SCTs are not known as high quality products. Maybe you were just unlucky and got a bad one.

Why would you need the mount unbalanced?

Steel. No rubber, no belts, no gears.

The mount uses a sidereal technologies controller. On their website you can download the software. The latest software is on sidereal technologies forum on groups.io The mount uses friction drives, no gears, no belts. That means it is very stiff, more so than regular worm-gear mounts or direct drive mounts. It has no backlash. The periodic error is slow, easily corrected with autoguiding. Requires no maintenance. All this combined, in good seeing, produces autoguiding RMS around 0.2 ". Given the payload - performance and price, I think it is the best mount out there. The downside is seeing. Since autoguiding performance is determined by seeing, the mount will perform according to it. But this affects all mounts. The solution is absolute encoders on both RA and DEC axes and a mount model, combined with very few guiding corrections, if any. This way you will basically guide on encoders and the seeing impact on the mount will practically be null.

The Mesu can handle a lot. I have a 8 inch refractor on it with all the accessories, maybe around 50 Kg. I know for sure the counter weights are 50 kg in total. When the weather cooperates, guiding RMS is 0.2-0.3" with this load. Also, in my case at least, with a long-ish refractor, wind-gust can screw things up for a little while, but only in winds greater than 10 miles/hour. To me the price/performance ratio is incredible.

I've added a FWHM estimate in the exposure time app. I will update it hopefully by the end of the week. See the pics on the last page

Some pics

In a few days I will update the app. Hopefully by the end of the week What I've added: 1. Changed the user interface a bit. 2. Corrected calculation of Image quality FWHM. 3. Added a simulation of Image FWHM so a user can see how this parameter changes with different airmass, guiding during the night etc.
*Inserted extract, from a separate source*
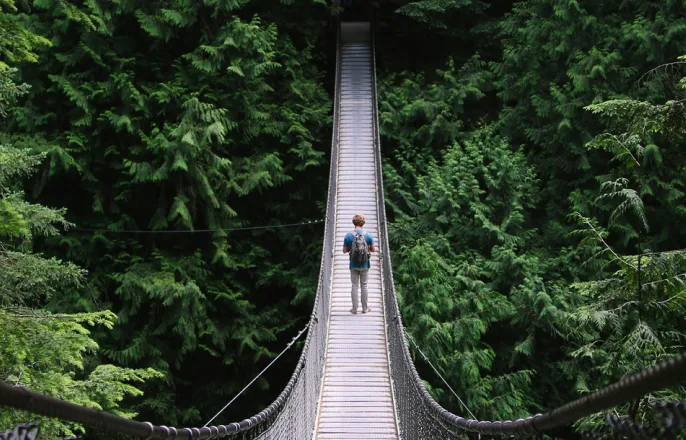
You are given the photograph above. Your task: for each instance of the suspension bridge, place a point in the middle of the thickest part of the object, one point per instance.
(355, 378)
Also the user can see each term contribution to final FWHM so one can get an ideea on how to improve the setup 4. Cosmology module. Based on user redshift input, different calculations are performed like proper distance, comoving distance, recession velocity etc. The cosmology module also has a catalog search engine to Sinbad and NED in order to easily find redshift and other parameters. The user can search multiple targets and get a table result.

I found the conversion factor, 2.355, comes from 2 x √(2 x ln(2)). Seems autoguiding performance is rather important for the final FWHM. Didn't thought seeing could be bellow 2" at sea level, live and learn 😁